Morgante Fabio, Huang Wen, Sørensen Peter, Maltecca Christian, Mackay Trudy F C
Department of Biological Sciences and W. M. Keck Center for Behavioral Biology, North Carolina State University, Raleigh, NC 27695
Program in Genetics, North Carolina State University, Raleigh, NC 27695.
G3 (Bethesda). 2020 Dec 3;10(12):4599-4613. doi: 10.1534/g3.120.401847.
The ability to accurately predict complex trait phenotypes from genetic and genomic data are critical for the implementation of personalized medicine and precision agriculture; however, prediction accuracy for most complex traits is currently low. Here, we used data on whole genome sequences, deep RNA sequencing, and high quality phenotypes for three quantitative traits in the ∼200 inbred lines of the Genetic Reference Panel (DGRP) to compare the prediction accuracies of gene expression and genotypes for three complex traits. We found that expression levels ( = 0.28 and 0.38, for females and males, respectively) provided higher prediction accuracy than genotypes ( = 0.07 and 0.15, for females and males, respectively) for starvation resistance, similar prediction accuracy for chill coma recovery (null for both models and sexes), and lower prediction accuracy for startle response ( = 0.15 and 0.14 for female and male genotypes, respectively; and = 0.12 and 0.11, for females and male transcripts, respectively). Models including both genotype and expression levels did not outperform the best single component model. However, accuracy increased considerably for all the three traits when we included gene ontology (GO) category as an additional layer of information for both genomic variants and transcripts. We found strongly predictive GO terms for each of the three traits, some of which had a clear plausible biological interpretation. For example, for starvation resistance in females, GO:0033500 ( 0.39 for transcripts) and GO:0032870 ( 0.40 for transcripts), have been implicated in carbohydrate homeostasis and cellular response to hormone stimulus (including the insulin receptor signaling pathway), respectively. In summary, this study shows that integrating different sources of information improved prediction accuracy and helped elucidate the genetic architecture of three complex phenotypes.

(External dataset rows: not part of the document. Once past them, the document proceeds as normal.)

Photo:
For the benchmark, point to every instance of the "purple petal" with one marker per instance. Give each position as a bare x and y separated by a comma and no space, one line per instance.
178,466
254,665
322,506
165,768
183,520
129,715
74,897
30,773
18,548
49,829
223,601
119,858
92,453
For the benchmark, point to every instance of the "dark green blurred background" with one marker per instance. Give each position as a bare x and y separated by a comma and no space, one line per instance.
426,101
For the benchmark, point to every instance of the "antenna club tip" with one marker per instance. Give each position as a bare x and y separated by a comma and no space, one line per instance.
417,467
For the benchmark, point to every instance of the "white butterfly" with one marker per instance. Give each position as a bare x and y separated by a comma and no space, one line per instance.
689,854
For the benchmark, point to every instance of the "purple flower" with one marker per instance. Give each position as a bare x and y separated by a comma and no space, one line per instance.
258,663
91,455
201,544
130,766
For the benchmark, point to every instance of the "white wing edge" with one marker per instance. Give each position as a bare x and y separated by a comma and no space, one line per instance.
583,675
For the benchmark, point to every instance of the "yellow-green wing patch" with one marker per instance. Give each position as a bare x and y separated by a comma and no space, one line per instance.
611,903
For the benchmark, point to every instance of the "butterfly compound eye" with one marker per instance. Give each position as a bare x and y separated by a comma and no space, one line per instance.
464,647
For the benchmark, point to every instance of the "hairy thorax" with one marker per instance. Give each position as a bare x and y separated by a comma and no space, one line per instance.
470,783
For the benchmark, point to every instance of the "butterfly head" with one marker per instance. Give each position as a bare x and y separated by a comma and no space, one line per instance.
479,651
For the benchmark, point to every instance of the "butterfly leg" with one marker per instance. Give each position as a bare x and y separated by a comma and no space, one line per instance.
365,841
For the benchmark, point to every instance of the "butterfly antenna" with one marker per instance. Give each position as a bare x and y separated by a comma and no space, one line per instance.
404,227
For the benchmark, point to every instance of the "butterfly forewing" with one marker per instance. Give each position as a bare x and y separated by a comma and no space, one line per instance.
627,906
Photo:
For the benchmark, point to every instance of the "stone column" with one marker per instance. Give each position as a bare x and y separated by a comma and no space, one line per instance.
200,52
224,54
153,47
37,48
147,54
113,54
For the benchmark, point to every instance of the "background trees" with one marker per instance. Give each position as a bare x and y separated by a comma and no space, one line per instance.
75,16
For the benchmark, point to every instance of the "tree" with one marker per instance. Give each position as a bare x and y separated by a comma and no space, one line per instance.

从遗传和基因组数据准确预测复杂性状表型的能力对于个性化医疗和精准农业的实施至关重要;然而,目前大多数复杂性状的预测准确性较低。在这里,我们使用了遗传参考面板(DGRP)约200个近交系中三个数量性状的全基因组序列数据、深度RNA测序数据和高质量表型数据,来比较基因表达和基因型对三个复杂性状的预测准确性。我们发现,对于抗饥饿能力,表达水平(雌性和雄性分别为 = 0.28和0.38)比基因型(雌性和雄性分别为 = 0.07和0.15)提供了更高的预测准确性;对于冷昏迷恢复,预测准确性相似(两种模型和两性均无显著差异);对于惊吓反应,预测准确性较低(雌性和雄性基因型分别为 = 0.15和0.14;雌性和雄性转录本分别为 = 0.12和0.11)。包含基因型和表达水平的模型并没有优于最佳的单一成分模型。然而,当我们将基因本体(GO)类别作为基因组变异和转录本的额外信息层纳入时,所有三个性状的准确性都有显著提高。我们发现了针对这三个性状中每一个的强预测性GO术语,其中一些具有明确合理的生物学解释。例如,对于雌性的抗饥饿能力,GO:0033500(转录本的 = 0.39)和GO:0032870(转录本的 = 0.40),分别与碳水化合物稳态和细胞对激素刺激的反应(包括胰岛素受体信号通路)有关。总之,这项研究表明,整合不同来源的信息提高了预测准确性,并有助于阐明三种复杂表型的遗传结构。